Purpose: Spike protein on SARS-CoV-2 virus plays an integral part during infection as cell entry depends on binding of this protein to human ACE2 receptor. Understanding of infectivity by these variants necessitates a comparative structural analysis of complexes of spike protein-receptor binding domain (RBD) of these variants to receptor.

Methodology: Wild type SARS-CoV-2 spike protein sequence was retrieved from the UniProt database, and mutations of five variants at receptor binding domain were manually incorporated and aligned using Clustal Omega. Crystal structure complexes of human ACE2 receptor with spike protein RBD domain of SARS-CoV-2 variants of wild type, α, β, and δ were extracted from the RCSB database. Wild type SARS-CoV-2 complex with receptor was used as template to generate model complexes of receptor with spike protein RBD of γ and omicron variants through WinCoot program. These were energy minimized and validated and molecular dynamic simulation was performed using Desmond simulation program.

Results: Mutations are distributed across the entire length of RBD, but the maximum number of mutations are seen at 11 positions within binding interface motifs of six variant sequences. Interface of spike protein RBDs with human ACE2-receptor shows different mix of hydrogen bonded and ionic interactions. Alpha and β variants have few interactions, while γ and δ variants have higher number of interactions compared to wild type variant. Omicron variant, with 10 polar interactions including two ionic bonds, has the highest binding energy.

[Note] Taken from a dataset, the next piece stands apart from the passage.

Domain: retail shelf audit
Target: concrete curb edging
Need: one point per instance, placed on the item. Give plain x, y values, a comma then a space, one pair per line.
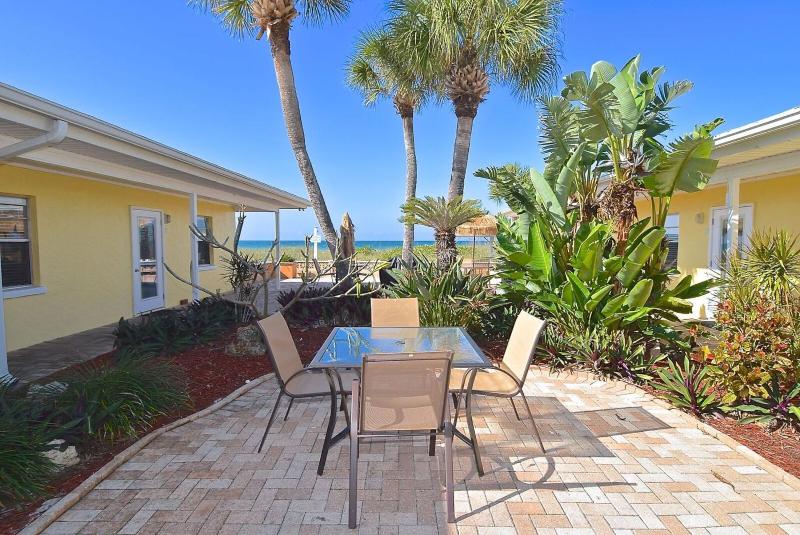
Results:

Conclusion: Different mutations on RBD of spike protein results in varying quantity and quality of interactions, thereby affecting potency of each variant. Variations in binding are due to interactions of mutant residues and induced conformational changes on loops of RBDs. Variants α and β have a low potency, while, γ, δ, and omicron have a higher potency. These results correlate with viral infectivity and place clinical observations in the right perspective.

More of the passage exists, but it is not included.